Siddiqui also brings up how the verdict talks about the supremacy of the Supreme Court Rules, 1980. He asks: “How can the SC 1980 Rules be superior to the constitution? That is odd. The verdict makes it seem like the 1980 rules are the constitution!”
The court seems to have disregarded the fact that “these rules which were supposedly the ground stone of independent judicial thought are more than four decades old and hopelessly outdated”, says Jaferii, adding that “there have been calls from within the court itself to answer for the issues created by adventurism through original jurisdiction. The bars have asked for it. Judges have ordered betterment but when parliament tries to do it, all we see is the Supreme Court jealously guarding territory it has itself left untended.”
For Niazi, “the problem with the judgment is that Article 188 of the constitution states that this power is to be exercised ‘subject to the provisions of any Act’ of parliament. Article 191 says that the Supreme Court can make rules to govern its procedure but this too is ‘subject to the constitution and law’.” Taken together, says Niazi, “it appears that the constitution envisions that parliament has the power to elaborate on how the Supreme Court’s review jurisdiction is to be exercised through ordinary legislation….This is what the SC review law was trying to do.”
On the verdict’s pronouncement regarding the SC Rules, Niazi says that: “the argument that the Supreme Court Rules, 1980 cannot be amended through ordinary legislation is problematic and finds no basis in the constitution. If this were true, why would the constitution specifically say in Article 191 that the Rules were to be subject to law?”
For Hosain, though, the SC review law not only went “beyond the legislative competence of parliament” by trying “to do through a simple majority what requires a two-thirds majority” but also had retrospective effect. “Per the majority judgment, this would open the floodgates, and allow review petitions to be filed regardless of when the decision was given. This would erode the finality of decisions of the Supreme Court.”

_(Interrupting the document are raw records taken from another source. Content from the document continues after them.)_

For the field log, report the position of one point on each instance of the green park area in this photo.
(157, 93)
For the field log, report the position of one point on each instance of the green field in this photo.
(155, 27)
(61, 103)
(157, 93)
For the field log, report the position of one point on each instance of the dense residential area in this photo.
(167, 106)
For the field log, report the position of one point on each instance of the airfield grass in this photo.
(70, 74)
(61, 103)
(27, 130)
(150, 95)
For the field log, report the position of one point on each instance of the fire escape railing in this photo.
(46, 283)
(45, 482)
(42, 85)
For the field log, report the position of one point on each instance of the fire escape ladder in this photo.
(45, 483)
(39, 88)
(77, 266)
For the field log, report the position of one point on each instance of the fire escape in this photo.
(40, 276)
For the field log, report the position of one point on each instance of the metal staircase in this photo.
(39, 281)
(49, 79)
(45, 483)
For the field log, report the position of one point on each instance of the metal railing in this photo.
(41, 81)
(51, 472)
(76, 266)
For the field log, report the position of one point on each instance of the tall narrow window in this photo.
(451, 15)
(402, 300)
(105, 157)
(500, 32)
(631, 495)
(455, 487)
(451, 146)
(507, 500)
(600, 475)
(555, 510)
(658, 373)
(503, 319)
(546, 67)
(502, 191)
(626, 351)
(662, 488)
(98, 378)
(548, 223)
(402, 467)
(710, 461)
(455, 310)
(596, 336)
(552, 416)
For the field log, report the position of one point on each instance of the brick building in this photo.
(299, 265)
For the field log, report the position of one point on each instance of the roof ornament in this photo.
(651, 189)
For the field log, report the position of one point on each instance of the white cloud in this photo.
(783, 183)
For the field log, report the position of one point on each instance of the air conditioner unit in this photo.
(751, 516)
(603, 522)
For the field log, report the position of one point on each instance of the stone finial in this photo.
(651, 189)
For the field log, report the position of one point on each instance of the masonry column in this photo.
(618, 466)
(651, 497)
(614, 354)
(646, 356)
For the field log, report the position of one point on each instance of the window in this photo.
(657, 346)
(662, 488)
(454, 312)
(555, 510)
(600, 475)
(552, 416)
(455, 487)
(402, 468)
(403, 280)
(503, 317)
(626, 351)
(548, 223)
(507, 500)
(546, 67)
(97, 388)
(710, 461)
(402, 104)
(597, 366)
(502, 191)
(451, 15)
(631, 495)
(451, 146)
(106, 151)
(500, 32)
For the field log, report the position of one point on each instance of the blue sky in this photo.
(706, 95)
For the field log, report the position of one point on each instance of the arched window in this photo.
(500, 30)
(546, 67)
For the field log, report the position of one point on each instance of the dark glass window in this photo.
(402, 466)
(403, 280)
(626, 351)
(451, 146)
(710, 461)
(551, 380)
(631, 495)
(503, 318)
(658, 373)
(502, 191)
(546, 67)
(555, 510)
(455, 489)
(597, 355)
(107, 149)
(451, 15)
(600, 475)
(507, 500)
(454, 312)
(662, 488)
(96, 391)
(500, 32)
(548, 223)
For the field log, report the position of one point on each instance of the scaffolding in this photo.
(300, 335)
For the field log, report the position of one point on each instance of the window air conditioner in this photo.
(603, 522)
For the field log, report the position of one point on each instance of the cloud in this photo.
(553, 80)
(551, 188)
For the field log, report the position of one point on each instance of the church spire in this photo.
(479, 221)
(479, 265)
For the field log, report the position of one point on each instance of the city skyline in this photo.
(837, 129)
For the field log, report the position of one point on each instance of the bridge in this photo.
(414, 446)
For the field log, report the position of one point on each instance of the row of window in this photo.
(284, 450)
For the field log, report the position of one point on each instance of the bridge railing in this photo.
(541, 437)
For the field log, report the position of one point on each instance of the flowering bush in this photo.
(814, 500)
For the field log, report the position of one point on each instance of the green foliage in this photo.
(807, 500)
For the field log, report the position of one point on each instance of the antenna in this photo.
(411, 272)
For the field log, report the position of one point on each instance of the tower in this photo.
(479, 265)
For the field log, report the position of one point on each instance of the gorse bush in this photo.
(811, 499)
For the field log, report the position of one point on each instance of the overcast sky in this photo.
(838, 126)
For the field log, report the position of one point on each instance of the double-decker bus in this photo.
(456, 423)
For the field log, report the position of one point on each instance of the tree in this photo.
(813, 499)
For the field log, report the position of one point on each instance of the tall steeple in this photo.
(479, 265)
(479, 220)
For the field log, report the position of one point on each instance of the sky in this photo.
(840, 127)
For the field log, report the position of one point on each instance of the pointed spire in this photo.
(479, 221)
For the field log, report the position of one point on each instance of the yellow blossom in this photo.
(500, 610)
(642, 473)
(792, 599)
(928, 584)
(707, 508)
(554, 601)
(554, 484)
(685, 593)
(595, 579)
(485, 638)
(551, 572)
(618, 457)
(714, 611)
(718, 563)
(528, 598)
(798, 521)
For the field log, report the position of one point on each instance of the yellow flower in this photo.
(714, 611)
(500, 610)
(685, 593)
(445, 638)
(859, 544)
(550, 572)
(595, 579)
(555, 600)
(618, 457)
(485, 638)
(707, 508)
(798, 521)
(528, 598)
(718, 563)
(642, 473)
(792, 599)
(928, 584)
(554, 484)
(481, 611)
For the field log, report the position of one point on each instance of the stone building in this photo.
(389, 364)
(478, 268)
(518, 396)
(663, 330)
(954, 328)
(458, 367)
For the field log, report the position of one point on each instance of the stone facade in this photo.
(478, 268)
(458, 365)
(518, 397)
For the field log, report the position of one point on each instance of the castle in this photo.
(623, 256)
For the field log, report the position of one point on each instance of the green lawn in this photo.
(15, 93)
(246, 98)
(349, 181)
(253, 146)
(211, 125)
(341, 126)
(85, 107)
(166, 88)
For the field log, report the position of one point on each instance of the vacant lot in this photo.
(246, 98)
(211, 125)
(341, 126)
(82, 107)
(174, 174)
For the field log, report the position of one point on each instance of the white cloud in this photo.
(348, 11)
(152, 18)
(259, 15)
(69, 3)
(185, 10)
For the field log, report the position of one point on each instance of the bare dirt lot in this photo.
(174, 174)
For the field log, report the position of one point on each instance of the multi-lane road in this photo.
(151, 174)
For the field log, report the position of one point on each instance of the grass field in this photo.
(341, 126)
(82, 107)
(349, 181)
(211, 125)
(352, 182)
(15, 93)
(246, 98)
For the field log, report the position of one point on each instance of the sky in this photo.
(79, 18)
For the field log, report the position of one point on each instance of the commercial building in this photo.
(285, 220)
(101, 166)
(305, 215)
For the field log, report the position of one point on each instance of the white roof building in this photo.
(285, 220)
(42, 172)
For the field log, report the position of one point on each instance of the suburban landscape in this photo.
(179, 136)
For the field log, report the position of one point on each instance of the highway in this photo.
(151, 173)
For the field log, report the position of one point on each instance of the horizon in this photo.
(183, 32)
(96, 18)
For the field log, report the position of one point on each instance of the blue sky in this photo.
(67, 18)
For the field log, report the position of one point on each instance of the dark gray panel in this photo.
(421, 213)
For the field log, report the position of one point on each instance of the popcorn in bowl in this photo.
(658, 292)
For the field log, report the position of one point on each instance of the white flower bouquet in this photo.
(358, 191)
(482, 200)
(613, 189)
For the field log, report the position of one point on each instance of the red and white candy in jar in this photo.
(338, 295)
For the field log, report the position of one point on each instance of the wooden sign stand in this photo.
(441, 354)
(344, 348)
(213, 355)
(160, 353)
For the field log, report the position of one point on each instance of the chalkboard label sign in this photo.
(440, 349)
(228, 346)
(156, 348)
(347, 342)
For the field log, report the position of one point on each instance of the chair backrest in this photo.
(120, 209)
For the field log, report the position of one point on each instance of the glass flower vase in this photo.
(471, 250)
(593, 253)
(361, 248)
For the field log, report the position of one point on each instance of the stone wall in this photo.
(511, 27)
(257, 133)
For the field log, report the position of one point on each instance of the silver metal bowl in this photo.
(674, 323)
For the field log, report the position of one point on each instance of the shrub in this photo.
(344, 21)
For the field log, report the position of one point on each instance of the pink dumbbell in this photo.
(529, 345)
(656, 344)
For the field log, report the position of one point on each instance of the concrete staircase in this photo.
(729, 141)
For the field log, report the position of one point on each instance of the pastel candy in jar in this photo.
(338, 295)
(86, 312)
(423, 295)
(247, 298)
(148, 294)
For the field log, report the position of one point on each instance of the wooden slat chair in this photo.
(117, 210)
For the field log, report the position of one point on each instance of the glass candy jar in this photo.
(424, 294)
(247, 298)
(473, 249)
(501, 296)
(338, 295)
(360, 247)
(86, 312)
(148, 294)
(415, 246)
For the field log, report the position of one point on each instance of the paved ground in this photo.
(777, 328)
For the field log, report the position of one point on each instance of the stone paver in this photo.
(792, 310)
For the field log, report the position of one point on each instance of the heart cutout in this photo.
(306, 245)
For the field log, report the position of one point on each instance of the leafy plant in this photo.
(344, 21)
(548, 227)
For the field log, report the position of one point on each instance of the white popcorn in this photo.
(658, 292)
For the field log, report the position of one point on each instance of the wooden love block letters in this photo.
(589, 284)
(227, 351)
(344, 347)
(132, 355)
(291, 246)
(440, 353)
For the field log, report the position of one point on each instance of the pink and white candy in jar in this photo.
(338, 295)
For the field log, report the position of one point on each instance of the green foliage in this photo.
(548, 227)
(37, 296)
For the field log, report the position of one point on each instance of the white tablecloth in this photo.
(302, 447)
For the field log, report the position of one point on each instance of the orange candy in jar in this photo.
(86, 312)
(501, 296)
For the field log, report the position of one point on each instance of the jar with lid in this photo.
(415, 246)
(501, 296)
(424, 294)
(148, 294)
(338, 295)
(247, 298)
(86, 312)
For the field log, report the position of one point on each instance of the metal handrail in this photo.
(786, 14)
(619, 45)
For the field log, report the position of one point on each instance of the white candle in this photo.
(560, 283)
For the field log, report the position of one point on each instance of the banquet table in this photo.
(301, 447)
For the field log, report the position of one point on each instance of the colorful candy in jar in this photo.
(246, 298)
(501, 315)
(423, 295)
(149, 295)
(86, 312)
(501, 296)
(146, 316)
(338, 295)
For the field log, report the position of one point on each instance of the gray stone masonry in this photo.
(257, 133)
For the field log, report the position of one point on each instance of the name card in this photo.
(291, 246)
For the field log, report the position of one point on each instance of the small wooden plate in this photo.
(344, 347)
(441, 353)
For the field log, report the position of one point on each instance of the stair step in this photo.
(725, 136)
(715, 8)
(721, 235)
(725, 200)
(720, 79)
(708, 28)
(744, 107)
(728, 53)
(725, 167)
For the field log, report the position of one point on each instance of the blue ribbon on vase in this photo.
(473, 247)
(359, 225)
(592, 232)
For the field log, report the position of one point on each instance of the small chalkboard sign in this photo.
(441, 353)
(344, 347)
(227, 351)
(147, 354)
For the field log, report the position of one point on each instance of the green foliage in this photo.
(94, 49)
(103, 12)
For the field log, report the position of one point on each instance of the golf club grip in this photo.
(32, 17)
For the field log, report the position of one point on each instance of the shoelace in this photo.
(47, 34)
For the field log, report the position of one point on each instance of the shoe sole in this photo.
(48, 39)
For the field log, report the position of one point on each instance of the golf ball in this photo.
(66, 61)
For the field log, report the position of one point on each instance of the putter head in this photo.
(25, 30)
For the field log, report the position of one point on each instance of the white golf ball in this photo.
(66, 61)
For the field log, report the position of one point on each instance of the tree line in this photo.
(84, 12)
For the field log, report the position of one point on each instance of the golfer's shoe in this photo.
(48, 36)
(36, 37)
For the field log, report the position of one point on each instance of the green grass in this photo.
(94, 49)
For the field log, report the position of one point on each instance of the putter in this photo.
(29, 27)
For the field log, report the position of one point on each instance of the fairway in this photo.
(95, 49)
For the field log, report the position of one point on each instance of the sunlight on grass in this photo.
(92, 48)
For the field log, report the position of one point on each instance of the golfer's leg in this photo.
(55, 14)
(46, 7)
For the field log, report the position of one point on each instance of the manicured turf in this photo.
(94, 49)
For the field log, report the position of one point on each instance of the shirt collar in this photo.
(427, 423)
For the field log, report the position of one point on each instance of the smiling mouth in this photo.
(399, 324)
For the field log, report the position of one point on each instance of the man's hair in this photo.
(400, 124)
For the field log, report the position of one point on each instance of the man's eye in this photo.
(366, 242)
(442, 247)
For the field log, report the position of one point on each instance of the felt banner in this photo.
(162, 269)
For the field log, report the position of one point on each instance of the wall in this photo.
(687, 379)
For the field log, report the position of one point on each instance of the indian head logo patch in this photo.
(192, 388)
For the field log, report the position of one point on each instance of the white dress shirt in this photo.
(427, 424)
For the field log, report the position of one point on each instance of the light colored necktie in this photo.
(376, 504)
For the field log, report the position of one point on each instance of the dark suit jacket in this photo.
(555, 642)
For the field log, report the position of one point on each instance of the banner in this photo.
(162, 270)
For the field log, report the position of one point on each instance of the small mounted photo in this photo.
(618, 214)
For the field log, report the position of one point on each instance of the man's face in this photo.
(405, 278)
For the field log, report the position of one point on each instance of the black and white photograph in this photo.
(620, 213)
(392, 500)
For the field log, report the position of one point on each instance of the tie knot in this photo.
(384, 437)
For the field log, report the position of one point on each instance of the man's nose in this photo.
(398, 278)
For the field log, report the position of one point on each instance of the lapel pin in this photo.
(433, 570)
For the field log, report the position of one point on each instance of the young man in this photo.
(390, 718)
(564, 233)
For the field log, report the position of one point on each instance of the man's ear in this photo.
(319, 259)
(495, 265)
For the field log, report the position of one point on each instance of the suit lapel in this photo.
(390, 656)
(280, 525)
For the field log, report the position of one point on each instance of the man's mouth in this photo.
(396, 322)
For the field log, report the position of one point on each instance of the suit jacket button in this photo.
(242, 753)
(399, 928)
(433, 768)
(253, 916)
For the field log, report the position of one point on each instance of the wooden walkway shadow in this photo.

Hassan A Niazi’s reading of the verdict also shows that the court dismissed the attorney general’s argument that the law was needed on due process grounds. “I think that while addressing this point, the Supreme Court did not consider the broader context of how it has exercised its suo-motu power in the recent past. When the chief justice takes suo-motu notice he becomes almost like a party to a case and this raises serious concerns regarding impartiality. The only remedy to a decision taken in the Supreme Court’s suo-motu jurisdiction is a review heard before the exact same bench. This state of affairs raises genuine due process concerns that the SC review law sought to remedy.”